The satellites of Jupiter are a good example of the diversity observed in this solar system, the causes of which remain obscure. Explaining this diversity requires characterization of both the satellites' present-day state, and their thermal and orbital evolution. Two particularly important parameters to characterize are heat flux and strain rate.
Flexural profiles across terrains of different ages on Ganymede can be used to obtain estimates of how the surface heat flux has varied with time. The estimated heat fluxes are considerably in excess of likely chondritic values, and estimates of recent heat fluxes on Europa. However, the heat fluxes are compatible with estimates of the transient tidal dissipation produced during Ganymede's capture into the Laplace resonance. The estimated heat fluxes also have implications for the state of Ganymede's ice shell (convecting vs. conducting), and the fact that it has a present-day dynamo.
An example of planetary diversity is that extension is accommodated in very different fashions on Europa and Ganymede.
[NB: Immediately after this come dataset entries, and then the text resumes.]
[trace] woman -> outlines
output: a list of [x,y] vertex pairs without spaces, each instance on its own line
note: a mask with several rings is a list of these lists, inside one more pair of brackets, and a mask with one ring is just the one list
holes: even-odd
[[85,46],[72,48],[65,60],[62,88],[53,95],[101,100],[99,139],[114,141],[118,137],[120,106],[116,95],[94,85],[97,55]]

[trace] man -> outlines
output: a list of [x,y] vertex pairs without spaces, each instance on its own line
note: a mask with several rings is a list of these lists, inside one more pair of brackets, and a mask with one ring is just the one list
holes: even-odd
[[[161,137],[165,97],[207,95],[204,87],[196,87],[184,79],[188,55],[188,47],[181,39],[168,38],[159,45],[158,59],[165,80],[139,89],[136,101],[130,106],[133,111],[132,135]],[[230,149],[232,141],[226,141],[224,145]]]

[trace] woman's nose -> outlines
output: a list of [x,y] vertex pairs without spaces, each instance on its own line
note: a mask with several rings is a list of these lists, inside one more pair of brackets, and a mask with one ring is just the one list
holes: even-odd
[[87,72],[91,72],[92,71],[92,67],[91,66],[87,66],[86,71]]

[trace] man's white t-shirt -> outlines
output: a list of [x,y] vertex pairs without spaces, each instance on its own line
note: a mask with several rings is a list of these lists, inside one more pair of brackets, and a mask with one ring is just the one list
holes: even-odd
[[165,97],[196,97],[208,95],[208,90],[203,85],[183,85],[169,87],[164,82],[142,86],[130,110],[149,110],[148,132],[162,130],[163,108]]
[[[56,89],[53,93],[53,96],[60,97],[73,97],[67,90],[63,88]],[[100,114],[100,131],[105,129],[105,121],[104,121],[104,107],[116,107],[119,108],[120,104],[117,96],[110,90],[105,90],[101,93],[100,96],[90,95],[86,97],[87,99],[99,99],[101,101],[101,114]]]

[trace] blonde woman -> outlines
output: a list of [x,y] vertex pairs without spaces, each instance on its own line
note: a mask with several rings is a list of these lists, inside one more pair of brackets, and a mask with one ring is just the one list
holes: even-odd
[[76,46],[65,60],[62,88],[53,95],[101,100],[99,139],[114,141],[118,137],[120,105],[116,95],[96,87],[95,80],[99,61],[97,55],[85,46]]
Rifts on Europa are narrow and have high stretching factors; rifts on Ganymede are broad with lower stretching factors. A simple model of extension on icy satellites demonstrates that Europa-type rifts are favoured at high strain rates or low heat fluxes, while the converse is true for Ganymede-style rifts. The Ganymede heat fluxes inferred are compatible with the results obtained above; the strain rates for Europa constrain the likely processes responsible for rifting.